MongoDB from a SQL point of view

By Thomas James 15/02/2020

I have spent all my professional years of development using MSSQL database meaning I have spent my whole life in a normalized world, this is a world most developers live in as most businesses use some type of relational database, this norm is changing with NoSQL becoming more and more used, and many more jobs coming up in this area meaning you as a developer should look into it even if it’s only to understand when it could/should be used.

Kasera compares furniture from many different companies getting its data from several data feeds, each having their own data structure. In short, we take data feeds, convert it into our data structure, and de-dupe it. This is a large data set that does not change to much day to day with it massively weighted to reading the data over writing.

Kasera started out life using a MSSQL database for a couple of reasons –

  1. Being a very small team and with me doing 95% of the coding I kept to what I knew and that’s SQL
  2. We were hosting in Azure and SQL just works.

However, SQL in Azure is not cheap, in fact to get any power within a database you need to start paying some large sums of money and that’s an issue when doing a start-up, cash is very limited. Search queries that on my local would take 0.3s where taking 20+ seconds in azure as the DTUs we were paying for where just too low. It was at this point we had to look elsewhere, my search for a solution took me to the NoSQL world where MongoDB shined out as a solid and well-maintained database, with very high read speeds, and the best thing its free. So, I took Kasera off Azure and we moved over to DigitalOcean Linux machine this move could and probably should be its own blog so let’s leave it as - I did it, it was very interesting, I felt like a god once it was all working *pats self on back*.
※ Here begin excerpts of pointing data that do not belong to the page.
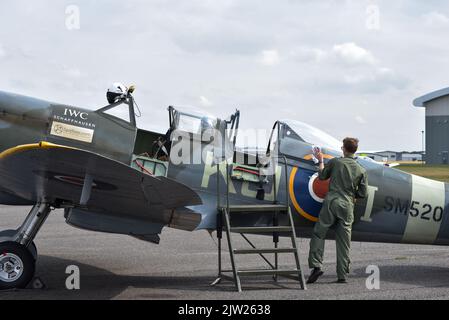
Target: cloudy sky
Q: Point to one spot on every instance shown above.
(351, 68)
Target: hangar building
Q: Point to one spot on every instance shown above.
(437, 125)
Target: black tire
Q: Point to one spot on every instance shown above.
(8, 235)
(28, 262)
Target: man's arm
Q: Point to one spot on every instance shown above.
(362, 190)
(325, 171)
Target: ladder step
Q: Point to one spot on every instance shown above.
(259, 251)
(261, 229)
(256, 208)
(267, 272)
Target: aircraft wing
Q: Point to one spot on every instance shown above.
(89, 181)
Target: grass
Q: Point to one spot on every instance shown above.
(440, 173)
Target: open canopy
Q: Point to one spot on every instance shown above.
(312, 135)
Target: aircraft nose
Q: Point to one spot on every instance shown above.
(23, 120)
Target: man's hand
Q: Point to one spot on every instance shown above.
(319, 156)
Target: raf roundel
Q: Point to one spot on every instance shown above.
(307, 193)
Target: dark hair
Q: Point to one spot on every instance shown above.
(351, 145)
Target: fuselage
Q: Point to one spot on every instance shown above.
(400, 208)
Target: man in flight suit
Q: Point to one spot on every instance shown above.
(348, 182)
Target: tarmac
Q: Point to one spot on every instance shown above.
(184, 264)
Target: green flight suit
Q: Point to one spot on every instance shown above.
(348, 182)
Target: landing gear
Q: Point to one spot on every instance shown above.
(18, 253)
(17, 266)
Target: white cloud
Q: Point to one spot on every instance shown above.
(435, 18)
(72, 72)
(351, 53)
(360, 120)
(307, 54)
(205, 102)
(2, 52)
(270, 58)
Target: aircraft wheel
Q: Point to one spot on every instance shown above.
(17, 266)
(8, 235)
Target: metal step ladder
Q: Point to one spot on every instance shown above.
(225, 223)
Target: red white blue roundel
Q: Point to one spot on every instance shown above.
(307, 193)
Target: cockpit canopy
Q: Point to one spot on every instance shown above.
(309, 134)
(192, 120)
(295, 139)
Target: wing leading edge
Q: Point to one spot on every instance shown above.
(82, 179)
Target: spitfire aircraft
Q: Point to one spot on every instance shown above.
(109, 176)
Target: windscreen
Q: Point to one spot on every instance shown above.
(313, 135)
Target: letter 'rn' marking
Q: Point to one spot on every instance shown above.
(369, 204)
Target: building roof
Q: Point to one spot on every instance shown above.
(421, 101)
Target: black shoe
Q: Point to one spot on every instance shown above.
(316, 273)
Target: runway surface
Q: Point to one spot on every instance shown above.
(184, 264)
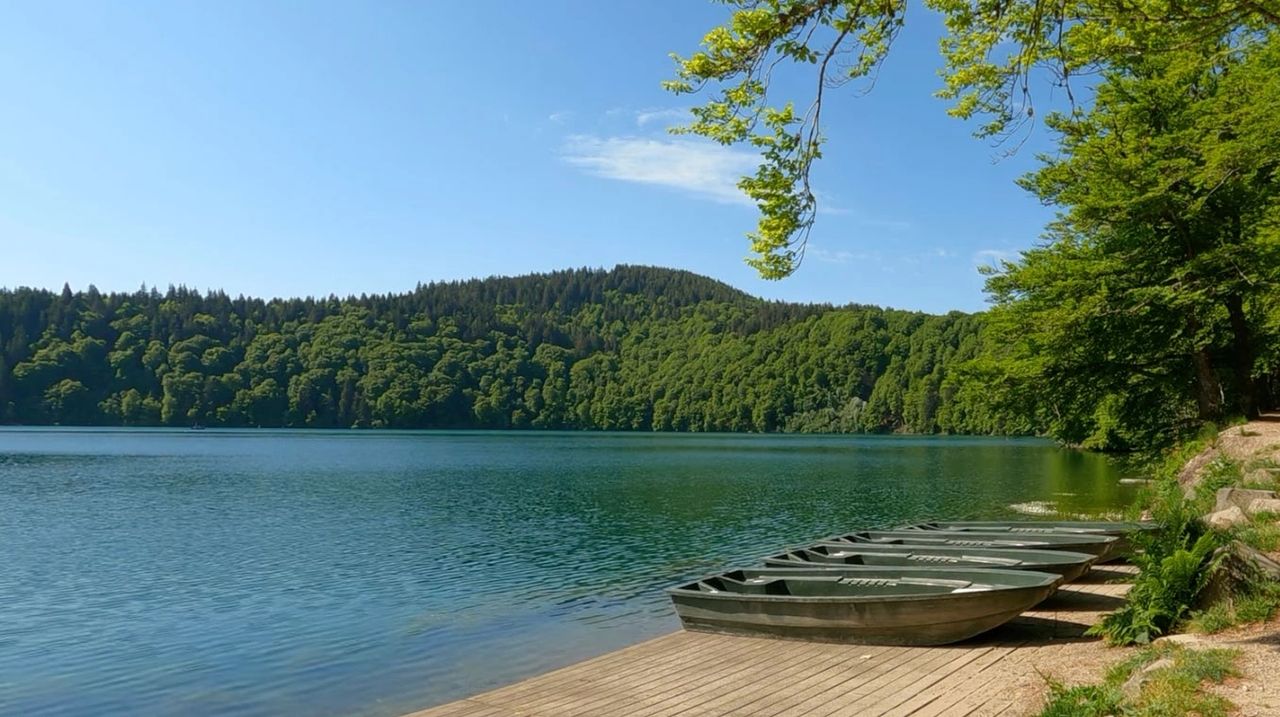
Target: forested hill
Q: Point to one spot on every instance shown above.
(634, 347)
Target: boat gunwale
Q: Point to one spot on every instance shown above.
(1048, 580)
(1041, 556)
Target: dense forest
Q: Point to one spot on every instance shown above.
(630, 348)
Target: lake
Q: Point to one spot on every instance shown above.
(338, 572)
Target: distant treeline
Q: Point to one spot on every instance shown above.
(630, 348)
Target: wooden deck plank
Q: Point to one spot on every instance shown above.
(705, 675)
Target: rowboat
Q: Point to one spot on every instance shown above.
(1100, 546)
(1118, 529)
(1088, 526)
(891, 606)
(1063, 562)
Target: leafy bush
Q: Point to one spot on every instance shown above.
(1175, 565)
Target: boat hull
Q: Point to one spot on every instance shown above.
(887, 620)
(1121, 530)
(1069, 565)
(1100, 546)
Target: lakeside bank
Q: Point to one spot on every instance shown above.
(1008, 671)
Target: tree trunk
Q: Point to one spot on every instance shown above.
(1242, 357)
(1208, 391)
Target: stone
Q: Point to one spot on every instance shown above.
(1239, 497)
(1264, 506)
(1226, 519)
(1133, 685)
(1180, 639)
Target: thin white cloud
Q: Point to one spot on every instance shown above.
(995, 256)
(695, 167)
(668, 117)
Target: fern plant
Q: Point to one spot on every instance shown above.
(1175, 565)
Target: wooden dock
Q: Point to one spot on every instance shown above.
(700, 675)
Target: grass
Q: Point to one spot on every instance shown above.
(1174, 690)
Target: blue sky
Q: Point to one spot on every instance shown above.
(287, 149)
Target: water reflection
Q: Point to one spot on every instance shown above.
(333, 572)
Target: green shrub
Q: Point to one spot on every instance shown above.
(1082, 700)
(1175, 563)
(1214, 619)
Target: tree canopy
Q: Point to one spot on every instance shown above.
(995, 53)
(631, 348)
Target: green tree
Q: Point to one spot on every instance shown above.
(992, 50)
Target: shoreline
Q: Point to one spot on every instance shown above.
(708, 674)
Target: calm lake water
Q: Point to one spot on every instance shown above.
(338, 572)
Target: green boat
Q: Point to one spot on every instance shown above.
(1088, 526)
(1121, 530)
(890, 606)
(1063, 562)
(1100, 546)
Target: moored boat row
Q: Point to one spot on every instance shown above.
(926, 584)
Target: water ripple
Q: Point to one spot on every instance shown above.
(334, 572)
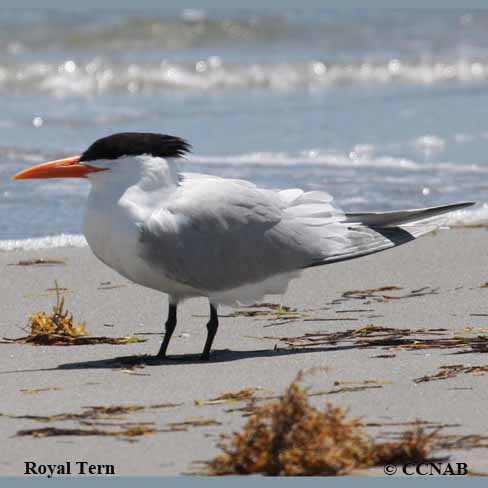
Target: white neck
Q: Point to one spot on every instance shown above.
(138, 182)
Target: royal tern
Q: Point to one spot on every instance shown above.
(190, 234)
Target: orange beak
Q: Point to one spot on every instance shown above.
(61, 168)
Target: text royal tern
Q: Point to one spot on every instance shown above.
(190, 234)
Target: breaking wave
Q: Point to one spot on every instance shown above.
(48, 242)
(100, 75)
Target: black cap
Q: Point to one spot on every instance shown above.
(136, 144)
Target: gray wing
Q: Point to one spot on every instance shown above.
(217, 234)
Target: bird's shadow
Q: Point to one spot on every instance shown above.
(217, 356)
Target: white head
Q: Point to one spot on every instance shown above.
(126, 152)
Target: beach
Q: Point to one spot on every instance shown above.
(428, 289)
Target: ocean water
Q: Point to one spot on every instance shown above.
(383, 109)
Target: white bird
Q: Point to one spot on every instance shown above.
(190, 234)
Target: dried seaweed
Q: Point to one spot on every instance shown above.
(39, 262)
(449, 371)
(58, 329)
(377, 295)
(389, 338)
(193, 423)
(131, 431)
(245, 394)
(291, 438)
(32, 391)
(96, 412)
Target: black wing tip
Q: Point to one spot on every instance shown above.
(135, 144)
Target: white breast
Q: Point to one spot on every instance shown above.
(118, 204)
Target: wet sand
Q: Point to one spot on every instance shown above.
(439, 280)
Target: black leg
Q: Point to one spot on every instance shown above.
(212, 326)
(170, 327)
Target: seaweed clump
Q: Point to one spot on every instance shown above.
(290, 437)
(58, 329)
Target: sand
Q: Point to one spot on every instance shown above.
(248, 353)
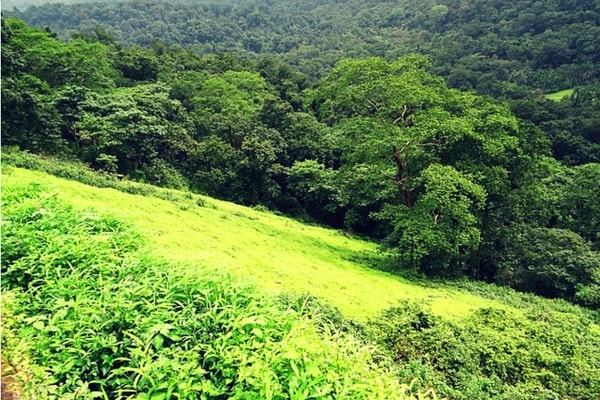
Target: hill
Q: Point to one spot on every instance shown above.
(475, 342)
(498, 48)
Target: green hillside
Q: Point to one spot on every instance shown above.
(275, 253)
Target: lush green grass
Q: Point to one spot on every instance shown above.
(88, 313)
(558, 96)
(466, 340)
(276, 253)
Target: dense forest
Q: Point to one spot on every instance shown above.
(425, 127)
(393, 148)
(517, 50)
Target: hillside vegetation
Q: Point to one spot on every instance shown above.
(185, 326)
(452, 183)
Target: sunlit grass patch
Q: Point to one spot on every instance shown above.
(277, 254)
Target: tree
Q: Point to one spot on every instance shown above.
(441, 232)
(405, 139)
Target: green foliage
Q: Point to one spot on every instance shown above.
(77, 171)
(442, 229)
(102, 320)
(552, 262)
(493, 354)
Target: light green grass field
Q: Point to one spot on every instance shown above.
(275, 253)
(558, 96)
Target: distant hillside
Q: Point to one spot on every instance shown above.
(498, 48)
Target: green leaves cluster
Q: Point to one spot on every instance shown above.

It’s now been just over 5 months since that move, and I thought it would be useful to give my first impressions of MongoDB and the NoSQL world

Speed

This I must say has been amazing, yes you have to design your documents (tables) very differently to a relational database and you might even call it cheating when you do your first NoSQL design, it’s not it just how NoSQL works, you don’t have joins you can’t normalize data like you want to, what you need when pulling out data can (should) all be in a single document (table), you will and more than likely should have duplicated data. I truly struggled at first with this it was just so wrong coming from such a pure world of relational databases. But the read speed you get it amazing, and it should be with no joins you can make a very complex query and it will never slow down, adding more complexity to your query over time is no issue.

Cost

If you have unlimited power in both a SQL and a MongoDB server you can make both query more or less the same speed, but when it comes to cost to speed MongoDB is by far superior, we currently spend $80 a month on DigitalOcean and with this we have more power than we currently need, compare this to azure where we spent anywhere up to $100 per month for one API, one Website, and a 5 DTU database. So, if you have limited funds Linux + MongoDB = cheap power.

Changing Design

Past the two obvious things of speed and cost a big plus for NoSQL is the easy at which you can change a design, as we all known big fundamental changes to SQL tables is more or less a no no you would likely look at making a new table over fundamental changes to a current table. Not in NoSQL world. I had to change our feeder table to handle multiple data feeds all with completely different fields, in SQL this would be a new table for each data feed then linking it to the feeder table in NoSQL I simple made a sub document and moved the current data into its own sub document and added the other sub documents for the other data feeds, no joke it was dead easy and keeps your database very clean. NoSQL takes a big plus if you have a design that’s likely to change over time.

Ad-hoc Queries

For me the only real down side to NoSQL is Ad-hoc queries on it, it’s just not as easy to do as SQL it’s much harder to come up with interesting facts on the data in a fast and easy way, the tooling is not their or I have not found it yet. I use C# Linq to do my Ad-hoc queries on the database which works but it’s a bit of a pain, so if you are always asked questions about the data SQL take a point on that. This should not come as to much of a surprise its very common to have a copy of your data in some type of data warehouse that you can run python on to answer them important questions, but as a start-up we just deal with the need to write it out in C# Linq.

Conclusion

Overall do I think relational databases are dead? No, both relational and non-relational databases have a place where they shine, for most businesses this I feel is still weighted to relational but when you need that read speed for large data sets, that flexibility to change your data, then non-relational databases are there to answer your call.